I was feeling excellent. I was happy to be out there. I was happy feeling the ache and burn in my muscles. I was happy to be alive. I left the park, and ran past my own personal little cheering section (I have a friend who is a TNT coach and who is super supportive of me). He told me to slow down a little, but I was on fire. And it sounds funny saying that because my "on fire" pace is still comparatively so slow when you consider others... but whatever. Enough self-depreciating talk.

I headed back out to the beach and north until mile marker 8 where the turnaround was. And suddenly, the sun was REALLY hot. it had been chilly when the race started so I wore a jacket. I was overheating but the breeze off the ocean gave me a chill when I unzipped my jacket. I felt my face getting sunburned. Those last 4 miles were bound to catch up to me. I knew with every passing interval, I was about to hit my breaking point and have my never-fail break-down moment where I would fall apart.

But it never really came. Sure my time slowed down as I entered the last 2 mile home stretch. I wound up missing my PR by less than 2 minutes, but I never really broke my stride.

And apparently I didn't break my heel either because there was almost no pain in that pesky injury!

Before I knew it, I was entering the chute and collecting my medal. No PR for me, but I got something way better.

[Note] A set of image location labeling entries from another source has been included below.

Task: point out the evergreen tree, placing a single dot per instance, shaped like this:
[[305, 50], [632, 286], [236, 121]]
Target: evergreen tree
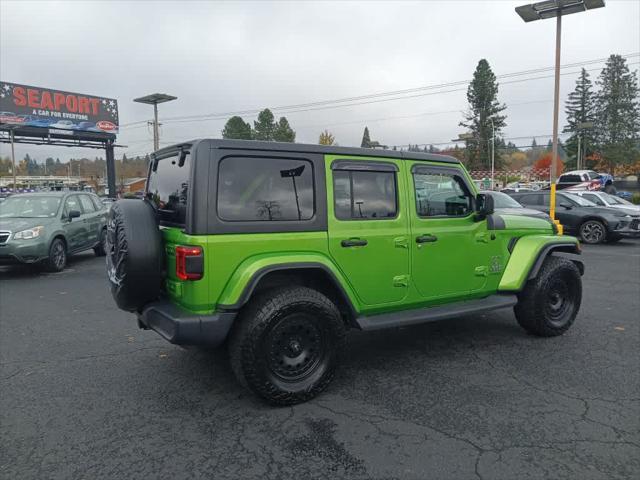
[[617, 112], [579, 107], [483, 115], [237, 128], [326, 138], [283, 131], [366, 139], [265, 126]]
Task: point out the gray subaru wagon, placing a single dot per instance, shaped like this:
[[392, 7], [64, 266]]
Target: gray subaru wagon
[[45, 228]]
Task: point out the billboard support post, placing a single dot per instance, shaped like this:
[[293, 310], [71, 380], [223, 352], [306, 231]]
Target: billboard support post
[[13, 162], [111, 169]]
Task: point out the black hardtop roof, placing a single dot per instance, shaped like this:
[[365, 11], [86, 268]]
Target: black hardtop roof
[[47, 193], [307, 148]]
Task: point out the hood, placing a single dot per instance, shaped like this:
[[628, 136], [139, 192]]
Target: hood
[[525, 219], [530, 212], [19, 224], [611, 211]]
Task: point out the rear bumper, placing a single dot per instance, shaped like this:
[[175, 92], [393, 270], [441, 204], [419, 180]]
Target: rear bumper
[[184, 328], [27, 251], [628, 229]]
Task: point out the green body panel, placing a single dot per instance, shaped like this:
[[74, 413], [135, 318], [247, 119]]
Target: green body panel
[[391, 273], [524, 256]]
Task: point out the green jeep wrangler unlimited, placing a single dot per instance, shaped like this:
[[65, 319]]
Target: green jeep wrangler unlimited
[[277, 249]]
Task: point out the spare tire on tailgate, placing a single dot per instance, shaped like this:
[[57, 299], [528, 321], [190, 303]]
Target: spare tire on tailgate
[[134, 254]]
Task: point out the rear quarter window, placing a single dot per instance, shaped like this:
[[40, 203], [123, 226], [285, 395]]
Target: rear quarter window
[[265, 189], [168, 188]]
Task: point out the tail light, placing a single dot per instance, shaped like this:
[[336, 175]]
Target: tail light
[[189, 263]]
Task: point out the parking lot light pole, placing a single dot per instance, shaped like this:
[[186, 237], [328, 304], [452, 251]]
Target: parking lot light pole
[[540, 11], [154, 99]]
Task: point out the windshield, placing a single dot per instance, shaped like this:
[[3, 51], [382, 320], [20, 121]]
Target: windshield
[[29, 207], [502, 200], [614, 200], [583, 202]]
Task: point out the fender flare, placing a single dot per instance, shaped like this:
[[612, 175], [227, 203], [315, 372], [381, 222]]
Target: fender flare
[[260, 273], [525, 262], [570, 248]]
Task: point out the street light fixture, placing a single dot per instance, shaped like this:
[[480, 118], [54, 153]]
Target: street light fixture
[[541, 11], [154, 99]]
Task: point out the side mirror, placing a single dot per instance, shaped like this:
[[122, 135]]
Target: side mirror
[[484, 206]]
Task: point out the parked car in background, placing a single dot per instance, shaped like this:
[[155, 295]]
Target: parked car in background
[[583, 218], [503, 203], [45, 228], [604, 199], [585, 180]]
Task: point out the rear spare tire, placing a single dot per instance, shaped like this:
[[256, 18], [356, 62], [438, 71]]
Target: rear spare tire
[[134, 254]]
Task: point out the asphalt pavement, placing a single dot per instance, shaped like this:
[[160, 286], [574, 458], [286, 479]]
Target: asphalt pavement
[[84, 394]]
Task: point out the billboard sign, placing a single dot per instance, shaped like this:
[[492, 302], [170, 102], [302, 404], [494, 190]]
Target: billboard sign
[[56, 110]]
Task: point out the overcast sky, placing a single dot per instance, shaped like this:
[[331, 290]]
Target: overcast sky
[[230, 56]]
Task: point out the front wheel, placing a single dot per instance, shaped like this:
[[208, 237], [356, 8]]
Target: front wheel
[[593, 231], [549, 303], [286, 344], [57, 259]]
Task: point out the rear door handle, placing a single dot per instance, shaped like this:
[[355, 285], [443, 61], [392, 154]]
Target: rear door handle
[[426, 239], [354, 242]]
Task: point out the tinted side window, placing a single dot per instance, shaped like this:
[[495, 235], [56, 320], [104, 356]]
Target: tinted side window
[[364, 195], [72, 203], [265, 189], [168, 188], [87, 204], [532, 199], [441, 194], [594, 198], [97, 203], [572, 178]]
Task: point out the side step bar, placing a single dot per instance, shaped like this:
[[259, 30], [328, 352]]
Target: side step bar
[[441, 312]]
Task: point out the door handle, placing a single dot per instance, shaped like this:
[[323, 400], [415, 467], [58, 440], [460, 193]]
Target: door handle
[[426, 238], [354, 242]]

The knowledge that even after such a bad injury and months laid up, I'm back! And I'm just as strong.

Gun- 3:23:07
Net- 3:18:01
Pace- 15:07/mile
10K Split- 1:30:20
OA- 3204
GRP- 266/285

*strangely, about 20 minutes AFTER finishing this race, I once again developed a cough and severe wheezing indicating an asthma attack. I haven't had a legitimate attack in years. not sure why it happened after the race rather than during, but hope it gets gone quick, I've got a big weekend coming up!

Thursday, February 13, 2014

Frustrations abound at the gym

I recently joined a Gym. LA Fitness to be exact.

Not necessarily to lose weight (although I should probably lose about 60 lbs), but that would just be a happy byproduct.

I joined to give myself more training possibilities for my running. Right now, the weather is hit or miss, but we are going into the rainy season in South Florida soon, and the temps will also be heating up. And in the past I have learned that as the days get longer, I have less opportunity to run. Because I am totally NOT a morning person, this meant a lot of training runs at night after dark, which cuts into my precious together time with husbeast.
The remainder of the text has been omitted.